Une responsabilité française accablante 


C’est dans ce sens qu’on peut dire clairement que Macron a du sang sur les mains.

Pas seulement celui des rebelles qui vivent par la glaive, mais de celui des jeunes qui sont majoritaires au Tchad (l’âge médian est de 15 ans) et qui n’ont connu que les Déby, sans aucune perspective pour eux. C’est la possibilité un jour d’une démocratie au Tchad que Macron a assassiné, en continuant à soutenir une ethnie surarmée et minoritaire. Les pratiques de népotisme et de corruption perdurent, la violence s’est déchaînée pour dissuader à tout jamais les Tchadiens de sortir de chez eux. Face au soutien français, les rebelles ne peuvent rien. La dictature va continuer et les secrets resteront enfouis quelques temps. En 2017, Alexandre Benalla avait fait plusieurs allers-retours pendant la campagne présidentielle au Tchad, on ne sait toujours pas ce qu’il y faisait mais plusieurs sources confirment cette première hypothèse : 6 millions d’euros auraient transité entre le Tchad et LREM. Dans le même temps, Marine Le Pen avait profité d’un voyage aux soldats au Tchad pour descendre plus au sud rencontrer le dictateur Déby. 3 mois plus tard elle signait un prêt inespéré dans la capitale voisine de Bangui, 8 millions d’euros pour pouvoir faire campagne. Le duo a fait son œuvre, on le retrouve encore aujourd’hui aux manettes pour assurer le statu quo et empêcher une véritable alternance politique en France.


Beaucoup de nos affaires domestiques se trament parfois à l’étranger, du fait de notre histoire et des pratiques qui persistent chez nos dirigeants. Le dictateur gabonais richissime Omar Bongo finançait notoirement tout le monde, gauche, droite, centre, jusqu’au Front National de Jean-Marie Le Pen. Manière de s’acheter une tranquillité, mieux, une influence. C’est cela qui fit dire à Antoine Glaser que la Françafrique était devenue une AfricaFrance, c’est à dire la mainmise de vieux dictateurs connaissant très bien nos rouages et sachant sur quelles valeurs miser pour s’assurer l’amitié fidèle du poulain accompli. C’est bien cela qu’il faut briser, pour nous et pour nos camarades africains qui en crèvent.

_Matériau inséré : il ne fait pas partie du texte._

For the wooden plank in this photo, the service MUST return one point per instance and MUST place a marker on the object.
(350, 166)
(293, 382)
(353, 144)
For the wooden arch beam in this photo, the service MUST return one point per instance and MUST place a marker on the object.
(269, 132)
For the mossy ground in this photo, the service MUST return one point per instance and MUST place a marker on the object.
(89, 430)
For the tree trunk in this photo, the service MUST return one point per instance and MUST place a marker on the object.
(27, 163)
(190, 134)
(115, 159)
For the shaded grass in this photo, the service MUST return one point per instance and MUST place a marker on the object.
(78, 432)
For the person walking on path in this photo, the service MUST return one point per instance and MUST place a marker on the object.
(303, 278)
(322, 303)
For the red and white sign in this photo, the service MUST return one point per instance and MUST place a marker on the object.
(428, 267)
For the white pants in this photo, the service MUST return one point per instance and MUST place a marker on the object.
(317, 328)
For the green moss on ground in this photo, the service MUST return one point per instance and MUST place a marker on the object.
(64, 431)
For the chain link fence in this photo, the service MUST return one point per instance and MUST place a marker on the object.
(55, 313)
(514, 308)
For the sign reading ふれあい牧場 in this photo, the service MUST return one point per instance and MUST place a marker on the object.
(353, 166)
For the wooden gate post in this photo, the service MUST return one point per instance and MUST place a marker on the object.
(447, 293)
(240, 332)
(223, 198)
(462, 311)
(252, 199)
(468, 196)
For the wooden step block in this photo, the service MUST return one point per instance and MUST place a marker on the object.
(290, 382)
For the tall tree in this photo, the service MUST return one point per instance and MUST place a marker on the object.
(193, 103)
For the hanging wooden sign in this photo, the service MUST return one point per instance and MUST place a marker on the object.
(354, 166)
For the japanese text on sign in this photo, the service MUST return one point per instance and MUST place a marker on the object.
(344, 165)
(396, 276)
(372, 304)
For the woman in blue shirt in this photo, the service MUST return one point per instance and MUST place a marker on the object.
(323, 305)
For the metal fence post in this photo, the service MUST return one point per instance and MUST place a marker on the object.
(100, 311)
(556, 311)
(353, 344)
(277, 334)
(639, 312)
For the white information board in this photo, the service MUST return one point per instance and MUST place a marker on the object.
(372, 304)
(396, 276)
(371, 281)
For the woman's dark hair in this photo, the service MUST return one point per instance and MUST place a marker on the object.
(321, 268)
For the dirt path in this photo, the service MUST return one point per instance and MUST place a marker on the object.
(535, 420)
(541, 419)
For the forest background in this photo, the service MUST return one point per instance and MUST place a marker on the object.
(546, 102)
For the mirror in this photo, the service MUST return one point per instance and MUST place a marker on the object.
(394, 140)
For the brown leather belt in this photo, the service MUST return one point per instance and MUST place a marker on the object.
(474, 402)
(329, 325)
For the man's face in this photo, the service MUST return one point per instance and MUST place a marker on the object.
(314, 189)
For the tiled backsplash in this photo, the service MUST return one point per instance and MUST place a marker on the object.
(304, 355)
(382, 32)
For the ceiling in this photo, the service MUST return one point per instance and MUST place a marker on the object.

Au Rwanda, la France a eu l’immaturité, la candeur, la faiblesse, de soutenir et d’armer un gouvernement qui finalement participa à un génocide parmi les plus meurtriers du siècle. Il est à craindre qu’en continuant de soutenir aveuglément un régime sanguinaire et aux abois, nous n’armions les tueurs sans complexe d’une guerre civile que nous aurons accéléré.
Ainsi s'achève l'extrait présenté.